UK inflation saw another unexpected rise last month, stirring fresh economic concerns.
As per multiple reports, UK inflation increased last month to 3.8% driven by higher food and travel costs.
This has raised fresh concerns that the Bank of England might postpone making more interest rate cuts.
The consumer prices index showed annual inflation rose from 3.6% in June to 3.8% in July, staying above the Bank of England’s 2% target for the 10th month in a row.
Because of this, another interest rate cut is unlikely this year and markets now expect the next possible cut to happen around next spring.
The figures also indicate that rail fares could increase by 5.8% next year, since regulated ticket prices are typically based on July’s retail prices index (RPI) which was 4.8%, plus an extra percentage point.
Reports suggested that the rise in prices was mainly caused by more expensive flights tickets which went up 30% in a month because of the summer holiday season.
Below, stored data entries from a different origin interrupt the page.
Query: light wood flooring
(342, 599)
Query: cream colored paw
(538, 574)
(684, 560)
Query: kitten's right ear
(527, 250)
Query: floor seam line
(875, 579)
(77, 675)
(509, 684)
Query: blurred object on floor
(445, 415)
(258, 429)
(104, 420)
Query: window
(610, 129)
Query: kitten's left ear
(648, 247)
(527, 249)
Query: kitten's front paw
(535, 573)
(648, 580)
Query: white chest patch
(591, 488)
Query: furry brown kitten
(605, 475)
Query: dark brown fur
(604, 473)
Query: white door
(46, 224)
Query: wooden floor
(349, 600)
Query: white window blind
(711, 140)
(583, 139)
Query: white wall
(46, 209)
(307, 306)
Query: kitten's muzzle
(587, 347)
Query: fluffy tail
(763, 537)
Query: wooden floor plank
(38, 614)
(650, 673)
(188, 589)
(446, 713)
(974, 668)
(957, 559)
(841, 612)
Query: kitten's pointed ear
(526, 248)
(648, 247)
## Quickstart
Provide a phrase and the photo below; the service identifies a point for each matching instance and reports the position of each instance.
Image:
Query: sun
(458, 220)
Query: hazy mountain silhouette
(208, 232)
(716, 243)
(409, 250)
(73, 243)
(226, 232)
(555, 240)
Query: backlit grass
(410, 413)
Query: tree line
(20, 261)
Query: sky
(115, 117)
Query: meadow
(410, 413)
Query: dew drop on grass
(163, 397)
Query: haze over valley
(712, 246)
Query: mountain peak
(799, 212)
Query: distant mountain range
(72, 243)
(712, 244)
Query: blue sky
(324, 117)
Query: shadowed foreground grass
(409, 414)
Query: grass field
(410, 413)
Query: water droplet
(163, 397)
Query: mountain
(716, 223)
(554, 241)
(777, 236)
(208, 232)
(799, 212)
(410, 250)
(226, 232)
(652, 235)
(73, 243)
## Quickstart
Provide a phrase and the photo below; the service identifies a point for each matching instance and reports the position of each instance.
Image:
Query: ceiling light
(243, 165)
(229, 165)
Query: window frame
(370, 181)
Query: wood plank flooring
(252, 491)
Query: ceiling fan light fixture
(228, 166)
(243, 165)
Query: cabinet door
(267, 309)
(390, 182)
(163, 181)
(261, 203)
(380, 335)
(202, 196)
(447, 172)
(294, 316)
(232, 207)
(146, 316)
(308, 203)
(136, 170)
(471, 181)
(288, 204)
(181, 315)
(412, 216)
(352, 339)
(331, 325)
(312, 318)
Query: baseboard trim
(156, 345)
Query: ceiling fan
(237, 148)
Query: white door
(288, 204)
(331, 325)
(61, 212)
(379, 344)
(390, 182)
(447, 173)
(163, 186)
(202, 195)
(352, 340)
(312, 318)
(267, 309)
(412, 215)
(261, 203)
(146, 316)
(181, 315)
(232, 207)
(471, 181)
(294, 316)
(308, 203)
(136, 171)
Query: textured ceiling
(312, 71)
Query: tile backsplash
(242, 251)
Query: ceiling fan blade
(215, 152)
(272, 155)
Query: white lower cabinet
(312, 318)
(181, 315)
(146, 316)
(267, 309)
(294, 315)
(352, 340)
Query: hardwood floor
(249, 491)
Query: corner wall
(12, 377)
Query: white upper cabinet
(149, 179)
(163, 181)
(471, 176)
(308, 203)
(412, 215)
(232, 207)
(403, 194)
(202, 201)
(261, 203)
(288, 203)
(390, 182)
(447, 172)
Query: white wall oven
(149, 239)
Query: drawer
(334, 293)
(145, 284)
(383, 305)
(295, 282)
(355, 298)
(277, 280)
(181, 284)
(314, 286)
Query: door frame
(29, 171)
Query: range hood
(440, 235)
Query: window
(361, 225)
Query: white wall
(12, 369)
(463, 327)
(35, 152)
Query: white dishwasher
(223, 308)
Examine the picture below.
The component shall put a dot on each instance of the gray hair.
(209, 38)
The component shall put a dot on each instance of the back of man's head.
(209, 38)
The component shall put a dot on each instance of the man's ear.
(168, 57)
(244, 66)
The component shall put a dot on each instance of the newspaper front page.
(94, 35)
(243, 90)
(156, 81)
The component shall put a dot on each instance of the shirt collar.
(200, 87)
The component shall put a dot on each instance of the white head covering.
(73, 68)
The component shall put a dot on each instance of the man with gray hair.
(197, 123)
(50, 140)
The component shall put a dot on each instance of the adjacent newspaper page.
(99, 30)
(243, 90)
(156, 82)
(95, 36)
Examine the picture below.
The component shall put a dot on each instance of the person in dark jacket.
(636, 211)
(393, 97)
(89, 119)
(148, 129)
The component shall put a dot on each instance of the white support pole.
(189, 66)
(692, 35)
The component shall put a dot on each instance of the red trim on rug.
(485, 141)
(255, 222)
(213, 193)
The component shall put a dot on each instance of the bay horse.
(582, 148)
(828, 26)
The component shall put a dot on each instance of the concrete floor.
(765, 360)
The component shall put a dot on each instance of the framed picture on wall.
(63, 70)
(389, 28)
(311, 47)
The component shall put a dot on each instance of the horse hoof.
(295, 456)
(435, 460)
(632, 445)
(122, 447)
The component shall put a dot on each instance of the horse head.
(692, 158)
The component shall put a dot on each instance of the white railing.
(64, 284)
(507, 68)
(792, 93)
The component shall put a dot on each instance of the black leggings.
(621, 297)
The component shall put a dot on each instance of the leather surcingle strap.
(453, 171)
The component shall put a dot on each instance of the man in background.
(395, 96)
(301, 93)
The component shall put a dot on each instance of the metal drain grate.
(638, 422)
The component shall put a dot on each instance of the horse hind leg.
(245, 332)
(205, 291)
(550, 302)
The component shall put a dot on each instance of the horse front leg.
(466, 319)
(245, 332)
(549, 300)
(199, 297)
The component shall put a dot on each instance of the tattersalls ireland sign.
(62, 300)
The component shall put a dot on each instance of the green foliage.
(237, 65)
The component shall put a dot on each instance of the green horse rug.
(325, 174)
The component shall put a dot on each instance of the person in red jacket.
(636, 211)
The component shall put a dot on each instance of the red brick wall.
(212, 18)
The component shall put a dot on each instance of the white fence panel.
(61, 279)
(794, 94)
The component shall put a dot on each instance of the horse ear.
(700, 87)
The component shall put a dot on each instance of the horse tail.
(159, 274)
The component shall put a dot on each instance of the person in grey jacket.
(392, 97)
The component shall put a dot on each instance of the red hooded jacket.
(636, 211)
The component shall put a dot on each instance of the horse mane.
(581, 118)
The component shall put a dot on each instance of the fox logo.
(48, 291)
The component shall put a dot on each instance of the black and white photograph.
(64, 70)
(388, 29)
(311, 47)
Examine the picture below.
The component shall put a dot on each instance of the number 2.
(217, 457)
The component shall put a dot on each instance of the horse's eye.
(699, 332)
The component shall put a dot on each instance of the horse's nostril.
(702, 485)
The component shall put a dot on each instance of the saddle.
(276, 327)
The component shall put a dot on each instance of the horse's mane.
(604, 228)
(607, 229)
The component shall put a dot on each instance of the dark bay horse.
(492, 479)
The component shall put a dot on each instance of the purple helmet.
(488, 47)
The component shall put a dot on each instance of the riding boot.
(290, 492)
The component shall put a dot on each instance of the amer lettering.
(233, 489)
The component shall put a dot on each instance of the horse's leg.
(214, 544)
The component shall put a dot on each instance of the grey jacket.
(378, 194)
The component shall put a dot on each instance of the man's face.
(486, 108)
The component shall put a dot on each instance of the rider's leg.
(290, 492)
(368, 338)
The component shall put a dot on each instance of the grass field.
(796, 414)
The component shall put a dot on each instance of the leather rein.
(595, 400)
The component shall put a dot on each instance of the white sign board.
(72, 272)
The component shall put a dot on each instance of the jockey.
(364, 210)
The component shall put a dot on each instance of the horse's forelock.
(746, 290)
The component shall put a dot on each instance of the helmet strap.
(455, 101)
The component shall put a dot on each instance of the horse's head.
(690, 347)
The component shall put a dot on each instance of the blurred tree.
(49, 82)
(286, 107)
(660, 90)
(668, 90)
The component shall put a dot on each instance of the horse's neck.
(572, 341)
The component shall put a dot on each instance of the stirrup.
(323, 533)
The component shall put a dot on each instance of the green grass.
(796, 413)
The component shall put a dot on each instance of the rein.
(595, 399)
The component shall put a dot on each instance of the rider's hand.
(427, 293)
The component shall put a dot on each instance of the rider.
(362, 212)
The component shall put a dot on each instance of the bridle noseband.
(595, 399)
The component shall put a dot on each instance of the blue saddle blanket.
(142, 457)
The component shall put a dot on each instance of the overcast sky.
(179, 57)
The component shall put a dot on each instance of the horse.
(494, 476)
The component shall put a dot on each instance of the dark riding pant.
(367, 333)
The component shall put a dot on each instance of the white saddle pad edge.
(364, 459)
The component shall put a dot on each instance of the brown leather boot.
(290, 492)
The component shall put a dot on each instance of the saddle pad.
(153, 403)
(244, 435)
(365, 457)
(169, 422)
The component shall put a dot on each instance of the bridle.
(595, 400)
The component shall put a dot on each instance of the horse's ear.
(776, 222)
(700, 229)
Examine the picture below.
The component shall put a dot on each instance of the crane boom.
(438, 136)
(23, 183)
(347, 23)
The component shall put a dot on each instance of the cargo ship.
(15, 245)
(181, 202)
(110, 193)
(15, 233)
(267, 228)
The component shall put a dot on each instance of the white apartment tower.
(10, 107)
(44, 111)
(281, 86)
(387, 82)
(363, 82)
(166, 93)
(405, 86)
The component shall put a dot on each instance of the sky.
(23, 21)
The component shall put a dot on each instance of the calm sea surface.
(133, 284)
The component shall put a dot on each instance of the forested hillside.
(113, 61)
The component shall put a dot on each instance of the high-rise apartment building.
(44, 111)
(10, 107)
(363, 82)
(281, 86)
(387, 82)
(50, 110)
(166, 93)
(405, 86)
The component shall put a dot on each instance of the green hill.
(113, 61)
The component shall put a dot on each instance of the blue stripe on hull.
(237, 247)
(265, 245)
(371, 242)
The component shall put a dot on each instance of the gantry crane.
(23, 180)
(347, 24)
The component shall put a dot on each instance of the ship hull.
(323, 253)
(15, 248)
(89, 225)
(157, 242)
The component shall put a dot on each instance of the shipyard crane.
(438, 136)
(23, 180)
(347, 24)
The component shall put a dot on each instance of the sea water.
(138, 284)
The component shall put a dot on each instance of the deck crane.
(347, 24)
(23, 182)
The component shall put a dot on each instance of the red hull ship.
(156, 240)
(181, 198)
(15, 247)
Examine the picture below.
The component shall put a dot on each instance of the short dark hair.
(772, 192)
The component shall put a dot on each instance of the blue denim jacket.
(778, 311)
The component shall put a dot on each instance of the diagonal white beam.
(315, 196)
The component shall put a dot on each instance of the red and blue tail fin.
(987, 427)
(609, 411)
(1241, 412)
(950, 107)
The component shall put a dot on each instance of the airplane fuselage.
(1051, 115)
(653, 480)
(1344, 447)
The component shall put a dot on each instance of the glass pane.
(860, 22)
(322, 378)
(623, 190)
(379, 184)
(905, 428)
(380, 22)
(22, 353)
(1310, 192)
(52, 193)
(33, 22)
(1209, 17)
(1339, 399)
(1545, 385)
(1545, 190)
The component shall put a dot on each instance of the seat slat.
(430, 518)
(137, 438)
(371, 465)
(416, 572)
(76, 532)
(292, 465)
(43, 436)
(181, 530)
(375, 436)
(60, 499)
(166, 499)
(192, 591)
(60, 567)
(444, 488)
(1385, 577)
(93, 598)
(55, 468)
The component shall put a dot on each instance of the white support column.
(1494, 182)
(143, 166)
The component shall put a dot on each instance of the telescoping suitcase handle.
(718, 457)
On the other hand, petrol prices pushed inflation up a little compared to the last year while food and non-alcoholic drinks became 4.9% more expensive in July than the year before with beef, orange juice, coffee and chocolate among the items that see the biggest price rices.
Droughts in southern Europe have raised food prices in the UK which usually drops in summer.
This put pressure on the government during pay talks with public sector unions since minister want pay rises under 4% but workers may demand more because of the higher living costs.